16 de dezembro de 2011

Doze teses sobre a mudança do mundo sem tomar o poder - John Holloway

I

1. O ponto de partida é a negação.

Nós começamos do grito, não da palavra. Face à mutilação de vidas humanas pelo capitalismo, um grito de tristeza, um grito de horror, um grito de raiva, um grito de repulsa: NÃO. O pensamento, para ser verdadeiro para com o grito, deve ser uma negação. Nós não queremos entender o mundo, mas sim negá-lo. O propósito de teorizar é conceptualizar o mundo negativamente, não como algo separado da prática, mas como um momento de prática, como parte da luta para mudar o mundo, para o tornar num sítio digno à vida humana. Mas como, depois de tudo isso ter acontecido, podemos nós sequer começar a pensar na mudança do mundo?

2. Um mundo digno da humanidade não pode ser criado através do estado.

Ao longo de grande parte do século passado, os esforços para criar um mundo digno de humanidade foram focados no estado e na tomada de poder do estado. As maiores controvérsias (entre “reformistas” e “revolucionários”) foram em como tomar o poder do estado, fosse através de meios parlamentares ou de meios extra-parlamentares. A história do século XX sugere que a questão de como tomar o poder do estado não era muito importante. Em todos os casos, a tomada de poder do estado falhou no que respeita às mudanças esperadas pelos militantes. Nem os governos reformistas nem os governos revolucionários foram bem sucedidos em mudanças radicais no mundo. É fácil acusar todos os líderes destes movimentos de “traírem” os movimentos que lideravam. Todavia, tantas traições sugerem que a falha de governos radicais, socialistas ou comunistas é uma mentira muito mais profunda. A razão pela qual o estado não pode ser usado para trazer mudanças radicais à sociedade, é que o próprio estado é uma forma de relações sociais que está emaranhada na totalidade das relações sociais capitalistas. A melhor existência do estado como uma instância separada da sociedade significa que, seja qual for o conteúdo da sua política, ele toma parte activa no processo de separação das pessoas do controlo das suas próprias vidas. O capitalismo é tão simples como isto: a separação das pessoas da sua própria acção. As políticas orientadas na direcção do estado reproduzem, inevitavelmente, dentro de si o mesmo processo de separação: separando líderes da sua conduta, separando a actividade política séria da actividade pessoal frívola. As políticas orientadas na direcção do estado, longe de trazerem uma mudança radical na sociedade, lideram na subordinação progressiva da oposição à lógica do capitalismo.
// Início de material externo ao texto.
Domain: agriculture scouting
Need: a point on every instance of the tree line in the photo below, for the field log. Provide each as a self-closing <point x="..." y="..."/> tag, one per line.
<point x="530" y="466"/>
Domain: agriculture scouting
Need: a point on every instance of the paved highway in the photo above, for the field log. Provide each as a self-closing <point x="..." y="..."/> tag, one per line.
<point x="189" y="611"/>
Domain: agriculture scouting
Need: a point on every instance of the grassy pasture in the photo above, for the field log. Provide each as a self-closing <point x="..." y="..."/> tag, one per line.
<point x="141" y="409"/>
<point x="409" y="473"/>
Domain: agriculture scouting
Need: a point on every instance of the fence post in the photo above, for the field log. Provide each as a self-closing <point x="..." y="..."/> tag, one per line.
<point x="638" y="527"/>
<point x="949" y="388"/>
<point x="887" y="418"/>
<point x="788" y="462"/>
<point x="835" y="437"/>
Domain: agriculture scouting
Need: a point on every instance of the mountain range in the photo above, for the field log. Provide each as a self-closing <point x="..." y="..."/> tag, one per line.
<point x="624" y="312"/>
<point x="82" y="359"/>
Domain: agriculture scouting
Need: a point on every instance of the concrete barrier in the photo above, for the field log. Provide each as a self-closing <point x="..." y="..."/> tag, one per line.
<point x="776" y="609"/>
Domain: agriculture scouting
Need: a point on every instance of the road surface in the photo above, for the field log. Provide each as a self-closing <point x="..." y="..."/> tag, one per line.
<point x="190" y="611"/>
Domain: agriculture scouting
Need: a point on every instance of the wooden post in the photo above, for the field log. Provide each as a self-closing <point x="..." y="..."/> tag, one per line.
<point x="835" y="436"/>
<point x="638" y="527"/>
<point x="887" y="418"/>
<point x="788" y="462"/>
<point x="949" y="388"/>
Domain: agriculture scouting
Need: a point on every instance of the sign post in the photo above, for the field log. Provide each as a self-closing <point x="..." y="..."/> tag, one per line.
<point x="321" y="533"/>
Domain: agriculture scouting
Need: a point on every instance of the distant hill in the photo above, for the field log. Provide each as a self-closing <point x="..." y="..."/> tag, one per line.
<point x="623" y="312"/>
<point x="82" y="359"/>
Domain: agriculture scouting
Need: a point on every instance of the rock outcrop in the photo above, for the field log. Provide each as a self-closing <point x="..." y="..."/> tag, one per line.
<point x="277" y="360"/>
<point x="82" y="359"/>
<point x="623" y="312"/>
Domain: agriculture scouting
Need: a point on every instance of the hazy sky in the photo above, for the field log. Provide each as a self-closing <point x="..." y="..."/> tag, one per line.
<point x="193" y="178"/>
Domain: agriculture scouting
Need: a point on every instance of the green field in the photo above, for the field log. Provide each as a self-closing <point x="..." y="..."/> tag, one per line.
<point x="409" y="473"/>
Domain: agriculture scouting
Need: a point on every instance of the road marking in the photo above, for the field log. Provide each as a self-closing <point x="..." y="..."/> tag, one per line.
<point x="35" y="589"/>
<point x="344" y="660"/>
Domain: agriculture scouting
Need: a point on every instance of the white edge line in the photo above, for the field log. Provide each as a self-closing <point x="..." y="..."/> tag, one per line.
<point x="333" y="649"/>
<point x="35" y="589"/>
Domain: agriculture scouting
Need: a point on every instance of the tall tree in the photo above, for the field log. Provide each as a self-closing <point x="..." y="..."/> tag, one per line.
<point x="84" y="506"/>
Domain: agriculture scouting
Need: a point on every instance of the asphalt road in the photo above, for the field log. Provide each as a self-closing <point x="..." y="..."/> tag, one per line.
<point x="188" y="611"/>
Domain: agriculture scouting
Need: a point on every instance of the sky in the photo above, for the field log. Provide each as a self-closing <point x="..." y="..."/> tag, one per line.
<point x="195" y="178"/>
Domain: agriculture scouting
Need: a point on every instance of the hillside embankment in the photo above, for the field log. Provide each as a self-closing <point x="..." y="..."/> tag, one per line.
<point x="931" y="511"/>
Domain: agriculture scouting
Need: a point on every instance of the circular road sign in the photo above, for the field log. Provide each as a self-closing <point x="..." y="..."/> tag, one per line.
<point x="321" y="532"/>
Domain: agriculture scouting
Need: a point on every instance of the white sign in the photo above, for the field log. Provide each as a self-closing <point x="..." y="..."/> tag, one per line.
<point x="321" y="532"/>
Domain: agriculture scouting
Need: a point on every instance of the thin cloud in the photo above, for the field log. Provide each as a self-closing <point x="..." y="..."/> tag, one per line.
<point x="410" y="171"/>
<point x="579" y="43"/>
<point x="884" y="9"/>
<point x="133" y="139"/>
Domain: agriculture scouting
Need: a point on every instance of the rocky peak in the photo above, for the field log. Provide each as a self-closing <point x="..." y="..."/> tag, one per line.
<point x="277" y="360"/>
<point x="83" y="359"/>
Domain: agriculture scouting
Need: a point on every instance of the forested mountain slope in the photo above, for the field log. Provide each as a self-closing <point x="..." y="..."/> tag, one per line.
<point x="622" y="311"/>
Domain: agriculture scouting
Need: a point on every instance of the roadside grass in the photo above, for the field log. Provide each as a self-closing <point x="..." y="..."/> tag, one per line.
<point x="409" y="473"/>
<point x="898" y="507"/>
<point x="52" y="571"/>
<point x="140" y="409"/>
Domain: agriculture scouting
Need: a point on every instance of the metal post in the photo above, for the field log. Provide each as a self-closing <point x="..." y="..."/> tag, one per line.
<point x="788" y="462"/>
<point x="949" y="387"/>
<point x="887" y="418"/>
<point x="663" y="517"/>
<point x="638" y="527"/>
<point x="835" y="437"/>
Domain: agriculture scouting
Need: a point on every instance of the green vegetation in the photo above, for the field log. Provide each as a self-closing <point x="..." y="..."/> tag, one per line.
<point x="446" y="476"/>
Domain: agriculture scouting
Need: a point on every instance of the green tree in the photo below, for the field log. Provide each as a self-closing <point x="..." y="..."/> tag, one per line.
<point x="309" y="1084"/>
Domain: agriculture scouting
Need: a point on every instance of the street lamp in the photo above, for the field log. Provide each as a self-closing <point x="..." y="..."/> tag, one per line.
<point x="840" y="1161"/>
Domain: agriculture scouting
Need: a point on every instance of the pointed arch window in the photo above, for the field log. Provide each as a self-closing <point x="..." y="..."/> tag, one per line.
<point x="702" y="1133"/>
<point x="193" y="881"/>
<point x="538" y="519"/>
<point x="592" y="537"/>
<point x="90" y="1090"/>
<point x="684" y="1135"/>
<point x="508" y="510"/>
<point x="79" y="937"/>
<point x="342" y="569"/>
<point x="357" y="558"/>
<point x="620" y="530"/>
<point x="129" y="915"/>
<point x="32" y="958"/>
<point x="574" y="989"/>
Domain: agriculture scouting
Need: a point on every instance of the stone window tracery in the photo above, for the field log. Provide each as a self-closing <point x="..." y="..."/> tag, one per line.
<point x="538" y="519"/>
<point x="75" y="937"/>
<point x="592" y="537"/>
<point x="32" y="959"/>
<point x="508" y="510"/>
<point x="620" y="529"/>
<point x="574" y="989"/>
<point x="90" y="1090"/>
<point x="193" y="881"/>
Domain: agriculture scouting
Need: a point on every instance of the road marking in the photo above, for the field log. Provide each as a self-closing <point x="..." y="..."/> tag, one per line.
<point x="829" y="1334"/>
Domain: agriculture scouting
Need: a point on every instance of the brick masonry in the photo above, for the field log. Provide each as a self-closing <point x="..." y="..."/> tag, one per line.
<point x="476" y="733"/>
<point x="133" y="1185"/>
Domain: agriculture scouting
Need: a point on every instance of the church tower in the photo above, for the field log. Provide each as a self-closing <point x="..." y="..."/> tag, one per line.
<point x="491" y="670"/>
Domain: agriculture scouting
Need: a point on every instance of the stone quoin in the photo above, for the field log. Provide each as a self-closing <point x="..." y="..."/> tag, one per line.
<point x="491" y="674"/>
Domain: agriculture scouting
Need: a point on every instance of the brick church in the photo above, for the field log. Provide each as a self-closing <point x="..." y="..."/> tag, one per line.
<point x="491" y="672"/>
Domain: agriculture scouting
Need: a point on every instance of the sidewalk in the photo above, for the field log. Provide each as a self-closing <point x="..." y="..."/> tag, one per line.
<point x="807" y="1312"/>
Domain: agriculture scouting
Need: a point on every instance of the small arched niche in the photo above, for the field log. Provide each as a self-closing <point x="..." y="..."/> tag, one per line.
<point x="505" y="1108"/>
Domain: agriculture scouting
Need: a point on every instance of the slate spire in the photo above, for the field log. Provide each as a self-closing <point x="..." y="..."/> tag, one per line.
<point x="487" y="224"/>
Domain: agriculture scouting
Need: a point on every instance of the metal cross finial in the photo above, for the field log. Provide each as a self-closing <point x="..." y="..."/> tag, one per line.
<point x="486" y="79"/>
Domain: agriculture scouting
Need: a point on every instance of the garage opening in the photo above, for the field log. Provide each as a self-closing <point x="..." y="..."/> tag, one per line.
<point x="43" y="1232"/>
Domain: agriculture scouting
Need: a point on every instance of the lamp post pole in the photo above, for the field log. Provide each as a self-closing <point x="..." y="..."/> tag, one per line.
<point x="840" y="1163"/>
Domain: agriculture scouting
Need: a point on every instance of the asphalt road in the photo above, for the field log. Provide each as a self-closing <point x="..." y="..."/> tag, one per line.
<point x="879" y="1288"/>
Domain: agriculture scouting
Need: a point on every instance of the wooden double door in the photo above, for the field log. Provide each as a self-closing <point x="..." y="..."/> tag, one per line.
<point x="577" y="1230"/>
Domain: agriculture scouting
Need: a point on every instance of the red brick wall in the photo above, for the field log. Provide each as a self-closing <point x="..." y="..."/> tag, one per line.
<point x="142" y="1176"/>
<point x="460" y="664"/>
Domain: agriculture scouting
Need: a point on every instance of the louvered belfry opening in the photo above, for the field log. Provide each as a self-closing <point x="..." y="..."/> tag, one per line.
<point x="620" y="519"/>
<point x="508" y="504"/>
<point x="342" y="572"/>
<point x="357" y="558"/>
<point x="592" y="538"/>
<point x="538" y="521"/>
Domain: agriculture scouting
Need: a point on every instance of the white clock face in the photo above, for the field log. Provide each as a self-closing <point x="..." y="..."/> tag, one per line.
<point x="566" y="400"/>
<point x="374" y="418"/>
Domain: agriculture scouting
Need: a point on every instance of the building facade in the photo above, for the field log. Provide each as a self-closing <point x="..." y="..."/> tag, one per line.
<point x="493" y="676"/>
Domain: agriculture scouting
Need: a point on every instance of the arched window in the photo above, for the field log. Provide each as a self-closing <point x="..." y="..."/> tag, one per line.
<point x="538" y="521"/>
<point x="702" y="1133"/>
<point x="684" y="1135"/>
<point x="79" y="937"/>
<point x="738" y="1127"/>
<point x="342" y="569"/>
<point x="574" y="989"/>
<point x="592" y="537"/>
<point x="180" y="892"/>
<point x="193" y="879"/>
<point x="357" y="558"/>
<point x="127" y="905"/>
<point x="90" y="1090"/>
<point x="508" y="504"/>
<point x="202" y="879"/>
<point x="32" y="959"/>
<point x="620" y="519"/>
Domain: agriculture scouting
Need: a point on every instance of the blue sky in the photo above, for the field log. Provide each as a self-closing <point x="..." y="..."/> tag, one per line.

Agora, nós podemos ver que a ideia de que o mundo podia ser mudado através do estado não passou de uma ilusão. Nós somos suficientemente afortunados para vivermos o fim dessa ilusão.

3. Hoje em dia, a única maneira em que a mudança radical pode ser concebida não é como tomada de poder, mas como dissolução do poder.

A revolução é mais urgente do que alguma vez. Os horrores decorrentes da organização capitalista da sociedade estão a tornar-se cada vez mais intensos. Se a revolução através da tomada de poder do estado provou ser uma ilusão, não significa que devemos abandonar a questão da revolução. Mas devemos pensar nela noutros termos: não enquanto tomada de poder, mas enquanto dissolução de poder.



II

4. A luta pela dissolução do poder é a luta pela emancipação do poder-para (potentia) do poder-sobre (potestas).

Até para pensar na mudança da sociedade sem tomar poder, devemos fazer uma distinção entre poder-para (potentia) e poder-sobre (potestas). Qualquer tentativa para mudar a sociedade envolve fazer, actividade. Fazer, por sua vez, implica que temos a capacidade para fazer, o poder-para-fazer. Com frequência usamos “poder” neste sentido, como algo bom, tal como aquando de uma acção conjunta com outros (uma demonstração, ou até um bom seminário) nos faz sentir “poderosos”. Neste sentido, poder está enraizado no fazer: é o poder-para-fazer. O poder-para-fazer é sempre social, é sempre parte do fluxo social do fazer. A nossa capacidade para fazer é produzida pelo fazer de outros e cria as condições para o fazer futuro de outros. É impossível imaginar um fazer que não se integre, de alguma maneira, com o fazer de outros, passado, presente e futuro.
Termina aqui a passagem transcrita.